Perhaps the clay models were simply not able to reproduce all the potential ways that the beetles’ glittery bodies affect light and protect the insect, reader Ron Kern suggested.
It’s true that the clay models didn’t mimic all possible light effects generated by Christmas beetles, Milius says. But that wasn’t the aim of the experiment. Think of the study as a sort of dissection, examining just one possible light trick at a time, she says. The results suggest that shine by itself isn’t a deterrent against predators. Further testing could investigate whether other aspects of the beetle’s mirror surface might offer benefits to these showy insects, Milius says.
The impact that forged Hiawatha crater in Greenland happened about 58 million years ago, Carolyn Gramling reported in “Greenland impact crater is surprisingly old” (SN: 4/9/22, p. 5).
Reader Barry Maletzky asked why most impact craters are circular given that space rocks can strike at different angles.
Most craters are circular because of an impactor’s explosive punch, says associate news editor Christopher Crockett. When space rocks crash into rocky planets and moons at high velocity, a tremendous amount of energy is transferred within a short period of time. At most angles of impact, such a process produces the typically round craters we see, scientists reported in 2013 in the Journal of Geophysical Research: Planets. “The effect is similar to planting explosives at the site and letting them blow,” Crockett says.
Although they’re rare, elliptical craters do occur in the solar system, and impact angle plays a role. The angle at which a crater becomes more likely to be elliptical than round depends on space rock size, impact velocity and type of material at the impact site, the study showed.
Scientists re-created the genome of the extinct Christmas Island rat by comparing it against the genome of a living relative. But some key DNA remains a mystery, Anna Gibbs reported in “Rat reveals limits of de-extinction” (SN: 4/9/22, p. 12).
Reader Tim Cliffe wondered if a complete genome could be reconstructed given enough DNA samples from different specimens of the extinct species.
The issue isn’t that DNA is missing, but that scientists can’t make sense of all the genetic sequences they have, says Tom Gilbert, an evolutionary biologist at the University of Copenhagen. Some genes in the Christmas Island rat’s genome have diverged so much that they aren’t remotely similar to the reference genome.

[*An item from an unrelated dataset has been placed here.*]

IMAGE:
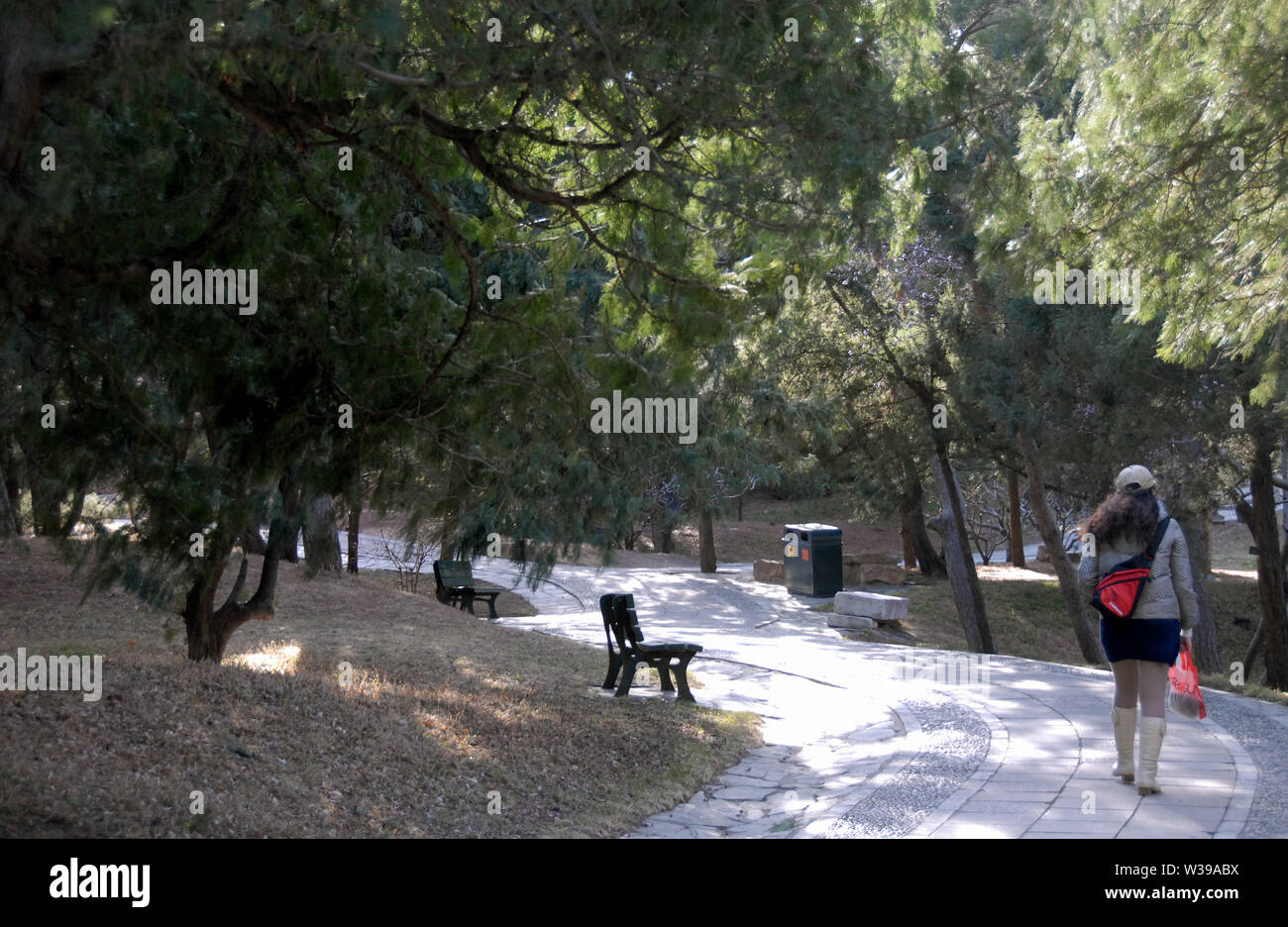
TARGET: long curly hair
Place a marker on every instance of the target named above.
(1132, 516)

If we can’t identify the gene, we are unable to re-create it in a reference genome for the purpose of de-extinction, Gilbert says.
Deciphering brain waves
Researchers are studying the emotions of horses, octopuses and other creatures to understand how animals experience the world, Alla Katsnelson reported in “What do animals feel?” (SN: 4/9/22, p. 16).

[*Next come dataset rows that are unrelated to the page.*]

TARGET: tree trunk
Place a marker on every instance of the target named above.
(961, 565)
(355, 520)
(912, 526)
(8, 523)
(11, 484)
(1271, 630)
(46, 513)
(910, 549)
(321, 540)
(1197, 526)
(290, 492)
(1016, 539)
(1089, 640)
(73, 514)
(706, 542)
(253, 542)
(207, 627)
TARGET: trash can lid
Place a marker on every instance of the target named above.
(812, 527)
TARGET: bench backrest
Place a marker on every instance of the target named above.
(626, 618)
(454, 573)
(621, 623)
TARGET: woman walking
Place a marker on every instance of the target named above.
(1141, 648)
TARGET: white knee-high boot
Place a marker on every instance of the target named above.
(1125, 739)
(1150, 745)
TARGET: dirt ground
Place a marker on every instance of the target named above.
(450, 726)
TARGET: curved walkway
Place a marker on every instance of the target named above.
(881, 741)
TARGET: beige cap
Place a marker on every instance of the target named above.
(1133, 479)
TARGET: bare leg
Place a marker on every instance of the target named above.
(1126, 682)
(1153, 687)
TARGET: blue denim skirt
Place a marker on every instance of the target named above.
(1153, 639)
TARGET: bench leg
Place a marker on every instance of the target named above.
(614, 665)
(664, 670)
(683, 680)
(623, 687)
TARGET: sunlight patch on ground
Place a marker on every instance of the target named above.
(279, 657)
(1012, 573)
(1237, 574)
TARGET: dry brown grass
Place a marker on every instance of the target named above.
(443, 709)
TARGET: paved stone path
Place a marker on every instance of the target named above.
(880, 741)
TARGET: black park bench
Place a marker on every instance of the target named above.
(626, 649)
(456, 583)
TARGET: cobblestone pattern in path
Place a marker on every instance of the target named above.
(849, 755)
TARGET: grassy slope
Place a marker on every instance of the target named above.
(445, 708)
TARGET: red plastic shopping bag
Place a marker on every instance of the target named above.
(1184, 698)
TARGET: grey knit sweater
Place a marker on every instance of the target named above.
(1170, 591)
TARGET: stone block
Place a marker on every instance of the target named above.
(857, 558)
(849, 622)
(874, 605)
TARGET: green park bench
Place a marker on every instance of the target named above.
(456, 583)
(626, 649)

In one study, horses that spent more time alone had more gamma brain wave activity than horses that grazed freely with a herd, Katsnelson reported. In people, high levels of such brain wave activity have been linked to anxiety and stress. Reader Barbara Allan thought that it was the opposite: Low levels of gamma brain wave activity are linked to stress and anxiety in humans.

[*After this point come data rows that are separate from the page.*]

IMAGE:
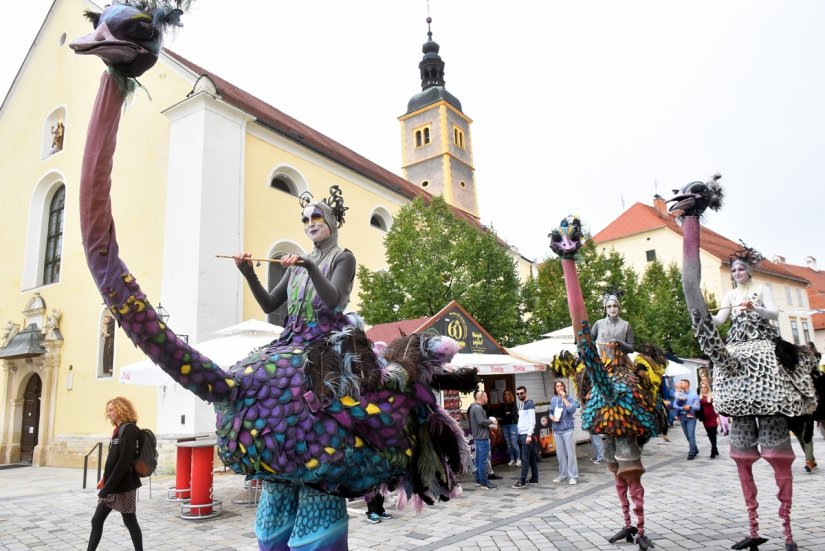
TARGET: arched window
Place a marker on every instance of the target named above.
(54, 237)
(381, 219)
(422, 135)
(106, 345)
(284, 184)
(287, 179)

Scientists are still working out how brain waves in people relate to various mental states, Katsnelson says. Studying brain waves and interpreting those studies is complicated, and the findings in this field vary. In their report, the researchers who studied horses point to evidence linking anxiety and stress to more gamma waves in people, she says. But other groups have found conflicting results, complicating the picture.